Justene has posted the ninth and final installment in the BFL roundup. Go take a look.
The risk of living forever is 0%.
Zombyboy has a link to a column by Paul Campos that’s worth a read. I know a lot of folks don’t find him terribly credible, but he’s definitely got a point about the curious redefinition of risk factors as diseases. Of course, that doesn’t mean I’m going to throw away my blood pressure pills, but it does mean that pretty much everyone over the age of thirty is now defined in some fashion or another as sick. This is, as Campos suggests, definitely making things a bit weird, culturally speaking.
ZB also asks an interesting question. I think it’s likely, myself, but you might want to go have a look and offer an opinion.
Grand Rounds Is Up
The latest Grand Rounds is up, a collection of medical post links hosted this week by DrTony.
The Gongol Plan
Brian Gongol has shared his Carnival of the Capitalists hosting template, with detailed instructions and advice, for other hosts that might wish to use the same design in the future. It also has potential to be used in similar carnivals.
The response to his edition was completely positive, so you could do worse than to use or adapt his scheme, or learn from its good points.
I’ll add a link to this at the Carnival of the Capitalists page later.
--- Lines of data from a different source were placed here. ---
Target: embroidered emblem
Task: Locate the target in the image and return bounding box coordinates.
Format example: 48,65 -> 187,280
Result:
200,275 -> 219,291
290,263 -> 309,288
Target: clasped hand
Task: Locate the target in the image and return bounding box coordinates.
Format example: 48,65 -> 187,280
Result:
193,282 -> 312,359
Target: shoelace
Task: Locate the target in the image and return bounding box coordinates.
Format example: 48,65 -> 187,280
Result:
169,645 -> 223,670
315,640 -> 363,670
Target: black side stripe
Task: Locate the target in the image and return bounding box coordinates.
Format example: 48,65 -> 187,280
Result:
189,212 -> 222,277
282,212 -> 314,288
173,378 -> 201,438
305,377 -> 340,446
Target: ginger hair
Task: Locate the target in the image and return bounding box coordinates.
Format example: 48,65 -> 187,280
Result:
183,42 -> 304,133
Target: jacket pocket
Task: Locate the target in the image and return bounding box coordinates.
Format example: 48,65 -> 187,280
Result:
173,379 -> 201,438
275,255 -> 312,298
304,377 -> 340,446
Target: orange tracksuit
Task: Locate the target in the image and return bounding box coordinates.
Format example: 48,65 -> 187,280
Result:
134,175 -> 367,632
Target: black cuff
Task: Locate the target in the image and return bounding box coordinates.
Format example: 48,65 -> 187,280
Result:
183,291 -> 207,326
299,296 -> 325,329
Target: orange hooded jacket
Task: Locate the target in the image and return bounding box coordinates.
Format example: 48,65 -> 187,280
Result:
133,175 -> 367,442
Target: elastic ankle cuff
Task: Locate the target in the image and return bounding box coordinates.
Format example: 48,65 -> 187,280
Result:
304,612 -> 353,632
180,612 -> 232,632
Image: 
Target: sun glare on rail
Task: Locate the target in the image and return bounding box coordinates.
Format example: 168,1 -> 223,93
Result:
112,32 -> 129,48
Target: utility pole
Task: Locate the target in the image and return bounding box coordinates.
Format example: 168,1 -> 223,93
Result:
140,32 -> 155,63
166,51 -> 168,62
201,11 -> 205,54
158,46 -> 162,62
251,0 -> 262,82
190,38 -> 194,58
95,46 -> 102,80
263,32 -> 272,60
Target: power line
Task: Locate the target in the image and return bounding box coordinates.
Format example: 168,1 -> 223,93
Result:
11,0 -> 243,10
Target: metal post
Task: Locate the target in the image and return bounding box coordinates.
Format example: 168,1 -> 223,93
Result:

This post is both to publicize it to a general audience, and to remind me to add it there.
Your Daily Sadie
Monday, April 25, 2005
Because we all know that the only people drug dealers are intimidated by are pharmacists.
All Wal-Mart stores will move many nonprescription cold and allergy medications behind pharmacy counters by June because they include an ingredient used to make the illegal stimulant methamphetamine, the company said Monday.
I still don’t get what the hell good this is supposed to do.